Top global miner BHP Billiton delayed its planned $20 billion Olympic Dam copper expansion yesterday and said no major projects would be approved in the year to June 2013, as it battles escalating capital costs.

BHP reported a 35 per cent slide in second-half profit and its first fall in annual profit in three years in the face of falling commodity prices as China’s economic growth cools, wrapping up a torrid earnings season for the world’s biggest miners.

“It’s pleasing to see that there’s some capital discipline from the company, so they are not ploughing ahead irrespective of current difficult economic conditions,” said Tim Schroeders, a portfolio manager at Pengana Capital in Melbourne.

Big miners have all been battered by weaker prices for iron ore, copper, coal, nickel and aluminum as economic growth in big-buyer China slows this year to what is expected to be its weakest pace in more than a decade.

Expanding Olympic Dam, the world’s fourth-largest known copper deposit and largest uranium source, was one of three mega projects that were due to go to the BHP board for final approval by December in an $80 billion pipeline of projects that BHP had flagged were likely to be slowed.

Now, the Anglo-Australian giant said no major new projects would be approved before next June.

BHP chief executive Marius Kloppers said the company needed to take a fresh look at the Olympic Dam expansion. He cited high project costs, partly due to a strong Australian dollar, and volatile commodity prices, which BHP sees persisting short term.

“What has changed is the capital cost of construction, what has changed is that post-Fukushima there is a different and still developing outlook on things like uranium, gold prices have changed,” he told reporters.

“There have been a number of (changes) here, but the most important one is capital costs have gone up, which is an industry wide phenomenon.”
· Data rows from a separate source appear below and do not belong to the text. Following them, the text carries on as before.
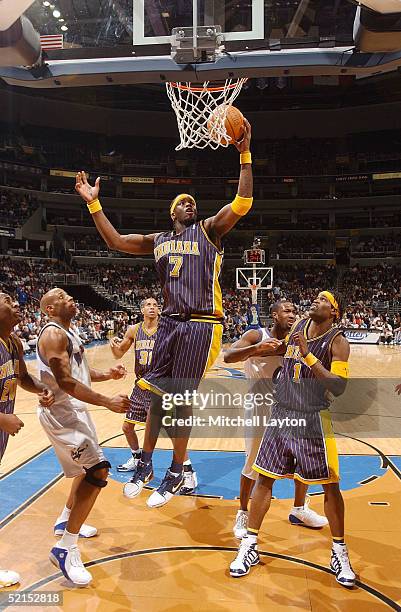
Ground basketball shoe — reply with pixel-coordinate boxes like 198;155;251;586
288;497;329;529
49;543;92;586
180;465;198;495
0;570;21;589
123;459;153;499
330;543;356;588
54;521;97;538
233;510;248;540
230;536;260;578
146;470;184;508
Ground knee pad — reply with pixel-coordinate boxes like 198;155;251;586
84;461;111;489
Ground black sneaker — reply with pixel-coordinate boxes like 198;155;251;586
230;536;260;578
123;460;153;499
330;544;356;588
146;470;184;508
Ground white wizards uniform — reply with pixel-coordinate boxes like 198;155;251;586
242;328;283;480
36;322;105;478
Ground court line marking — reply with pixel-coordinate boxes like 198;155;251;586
0;445;51;480
10;546;401;612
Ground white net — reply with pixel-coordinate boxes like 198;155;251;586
166;78;247;151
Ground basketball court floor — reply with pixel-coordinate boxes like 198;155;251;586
0;344;401;612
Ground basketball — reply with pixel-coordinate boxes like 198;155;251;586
207;104;245;145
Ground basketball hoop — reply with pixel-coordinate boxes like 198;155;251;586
166;78;247;151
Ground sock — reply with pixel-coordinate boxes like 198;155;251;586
141;451;153;463
170;459;184;476
56;506;71;524
246;527;259;544
333;538;345;548
58;529;79;548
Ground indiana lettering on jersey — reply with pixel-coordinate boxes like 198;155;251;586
135;338;155;351
0;359;19;378
154;240;200;261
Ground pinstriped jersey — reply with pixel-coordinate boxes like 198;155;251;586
134;323;157;379
274;318;342;412
154;221;223;318
0;337;19;459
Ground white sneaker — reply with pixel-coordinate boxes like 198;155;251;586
180;465;198;495
54;521;97;538
233;510;248;540
0;570;21;589
288;497;329;529
230;538;260;578
330;544;356;588
49;543;92;586
146;470;184;508
117;455;141;472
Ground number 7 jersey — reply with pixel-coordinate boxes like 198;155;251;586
154;221;224;319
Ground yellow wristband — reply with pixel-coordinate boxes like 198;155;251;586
239;151;252;166
231;194;253;217
304;353;319;368
88;198;102;215
330;361;349;378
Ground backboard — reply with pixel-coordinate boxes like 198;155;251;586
5;0;401;91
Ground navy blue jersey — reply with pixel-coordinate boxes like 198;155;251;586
275;318;342;412
0;338;19;459
154;221;223;318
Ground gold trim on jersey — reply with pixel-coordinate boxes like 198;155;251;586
124;418;146;425
0;338;11;354
202;326;223;378
140;321;159;340
303;319;341;342
213;253;224;317
135;378;165;397
199;221;224;255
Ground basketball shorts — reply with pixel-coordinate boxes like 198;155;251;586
253;404;340;485
124;385;152;425
137;316;223;395
38;406;106;478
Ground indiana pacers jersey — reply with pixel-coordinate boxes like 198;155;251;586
0;337;19;460
134;323;157;378
275;318;342;412
154;221;223;319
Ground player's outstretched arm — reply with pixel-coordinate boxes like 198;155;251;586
110;323;139;359
75;171;157;255
13;336;54;408
292;332;350;397
224;329;283;363
204;119;253;241
40;327;130;412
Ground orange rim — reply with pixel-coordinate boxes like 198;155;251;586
169;79;248;92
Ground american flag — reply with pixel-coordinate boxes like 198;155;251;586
40;34;64;51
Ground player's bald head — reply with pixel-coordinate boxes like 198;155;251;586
40;287;65;314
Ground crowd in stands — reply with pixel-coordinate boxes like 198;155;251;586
0;188;39;228
276;234;334;259
351;234;401;257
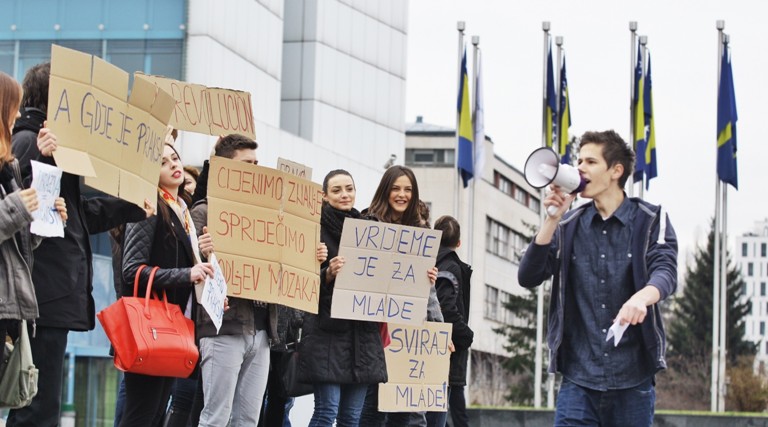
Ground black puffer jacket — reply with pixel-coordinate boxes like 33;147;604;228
435;246;475;386
12;108;146;331
299;204;387;384
122;197;195;313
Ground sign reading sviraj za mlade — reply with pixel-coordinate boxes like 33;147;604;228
379;322;453;412
331;218;442;325
47;45;173;206
135;73;256;139
208;156;322;313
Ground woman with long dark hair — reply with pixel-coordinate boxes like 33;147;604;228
0;72;67;372
360;165;443;426
299;169;387;427
120;144;213;427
Investors, who have been pressing the major miners to return capital to shareholders rather than splash out on major projects amid global uncertainty were relieved BHP had decided to hold back on the project to quadruple copper output from Olympic Dam.
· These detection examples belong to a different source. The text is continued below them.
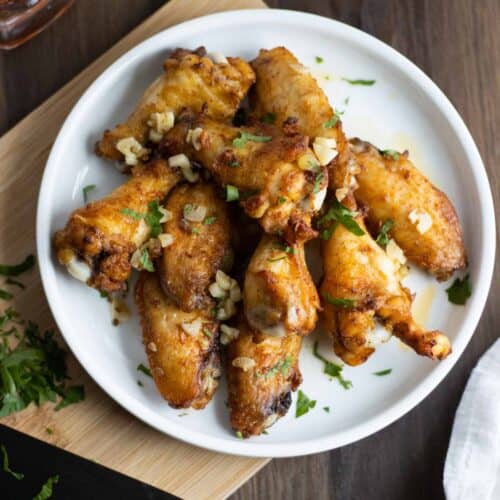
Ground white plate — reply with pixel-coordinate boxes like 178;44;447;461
37;10;495;457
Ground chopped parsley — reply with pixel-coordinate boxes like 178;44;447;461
203;215;217;226
318;199;365;239
321;292;356;309
313;172;325;194
0;255;35;276
33;474;59;500
379;149;399;161
295;389;316;418
0;444;24;481
226;184;240;201
82;184;96;203
375;219;394;248
313;341;352;390
446;274;472;306
342;78;377;86
373;368;392;377
260;112;276;124
139;248;155;273
233;131;273;148
323;111;340;128
0;316;83;417
137;363;153;377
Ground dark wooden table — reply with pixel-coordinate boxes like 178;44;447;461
0;0;500;500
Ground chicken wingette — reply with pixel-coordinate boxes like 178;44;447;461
251;47;358;199
320;215;451;365
159;183;232;311
226;318;302;437
243;235;319;337
351;139;467;280
96;47;255;165
160;112;328;242
54;159;182;292
135;271;221;409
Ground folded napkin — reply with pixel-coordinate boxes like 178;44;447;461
443;339;500;500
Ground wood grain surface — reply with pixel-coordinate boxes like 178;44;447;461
0;0;500;500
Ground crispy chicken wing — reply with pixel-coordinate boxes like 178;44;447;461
161;113;327;241
227;318;302;437
96;47;255;164
54;159;182;292
320;216;451;365
251;47;357;199
243;235;319;337
159;183;232;311
351;139;467;280
135;271;221;409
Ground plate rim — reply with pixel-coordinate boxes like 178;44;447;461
36;9;496;458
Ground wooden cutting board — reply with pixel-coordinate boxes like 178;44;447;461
0;0;268;499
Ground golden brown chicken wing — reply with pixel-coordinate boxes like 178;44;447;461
159;183;232;311
161;113;327;241
135;271;221;409
54;159;182;292
227;319;302;437
351;139;467;280
243;235;319;337
251;47;357;200
96;47;255;165
320;216;451;365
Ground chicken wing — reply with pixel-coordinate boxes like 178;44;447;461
243;235;319;337
135;271;221;409
96;47;255;165
320;216;451;365
54;159;182;292
227;319;302;437
251;47;358;200
159;183;232;311
160;113;327;242
351;139;467;280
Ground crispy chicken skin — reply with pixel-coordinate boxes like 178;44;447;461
351;139;467;280
243;235;319;337
96;47;255;160
320;216;451;365
227;319;302;437
250;47;357;196
160;113;327;241
135;271;221;409
159;183;232;311
54;159;182;292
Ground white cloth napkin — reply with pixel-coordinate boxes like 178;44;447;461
443;339;500;500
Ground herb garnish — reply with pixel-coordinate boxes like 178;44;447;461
295;389;316;418
82;184;96;203
226;184;240;201
203;215;217;226
321;292;356;309
318;199;365;239
0;444;24;481
373;368;392;377
139;248;155;273
0;316;83;417
137;363;153;377
0;255;35;276
33;474;59;500
342;78;377;86
446;274;472;306
313;341;352;390
375;219;394;248
233;130;273;148
260;112;276;124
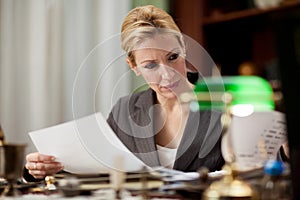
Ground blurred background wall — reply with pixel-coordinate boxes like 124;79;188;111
0;0;168;155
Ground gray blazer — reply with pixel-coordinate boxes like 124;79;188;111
107;89;224;171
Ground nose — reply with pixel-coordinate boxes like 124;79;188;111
160;65;175;79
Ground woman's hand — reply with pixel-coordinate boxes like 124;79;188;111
25;152;63;179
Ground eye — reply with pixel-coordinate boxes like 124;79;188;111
144;62;158;69
168;53;179;61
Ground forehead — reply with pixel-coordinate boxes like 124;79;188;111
134;34;181;52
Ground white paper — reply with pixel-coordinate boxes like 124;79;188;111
222;111;287;170
29;113;147;174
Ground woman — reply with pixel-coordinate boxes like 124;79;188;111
24;6;224;180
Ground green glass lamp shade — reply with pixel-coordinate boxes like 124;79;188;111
191;76;275;111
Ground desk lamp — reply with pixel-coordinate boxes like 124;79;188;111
180;76;275;199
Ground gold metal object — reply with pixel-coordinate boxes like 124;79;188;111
0;144;26;196
202;165;258;200
199;93;258;200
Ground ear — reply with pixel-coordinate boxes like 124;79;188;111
126;58;141;76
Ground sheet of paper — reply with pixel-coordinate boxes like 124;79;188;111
29;113;147;174
222;111;287;170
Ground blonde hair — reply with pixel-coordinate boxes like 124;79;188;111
121;5;184;64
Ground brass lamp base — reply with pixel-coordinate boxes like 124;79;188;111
203;165;258;200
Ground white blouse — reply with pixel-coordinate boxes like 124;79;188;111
156;144;177;168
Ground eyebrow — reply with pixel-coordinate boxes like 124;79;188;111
140;47;180;64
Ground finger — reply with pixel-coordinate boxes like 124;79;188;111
26;152;55;162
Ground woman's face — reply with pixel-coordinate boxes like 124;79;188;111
129;35;187;99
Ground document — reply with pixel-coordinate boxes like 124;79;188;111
29;113;147;174
222;111;287;170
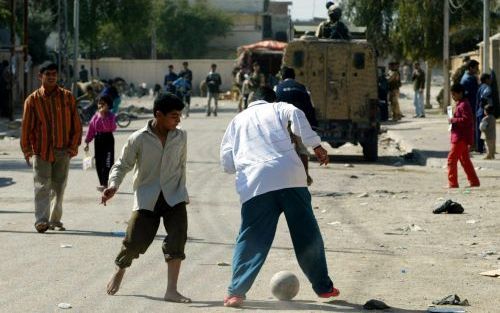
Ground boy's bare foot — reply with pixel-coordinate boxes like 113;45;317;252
164;290;191;303
107;268;125;296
BHP’s second-half attributable profit before exceptional items fell to $7.16 billion from $10.98 billion a year earlier, as calculated by Reuters from the full-year results. That was slightly ahead of analysts’ forecasts around $6.96 billion.

Full-year profit to the end of June fell to $17.1 billion from $21.7 billion a year earlier.

BHP has also been hurt by lower natural gas prices and industrial action at its coking coal mines, with its bottom line marred by $2.5 billion in writedowns on its shale gas and nickel assets and charges on projects, including Olympic Dam.

BHP said $22 billion worth of capital spending in the year ahead on projects already approved would go ahead. The expansions underway would boost BHP’s production volumes substantially by the end of 2015, including a 50 percent increase in coking coal output, Kloppers said.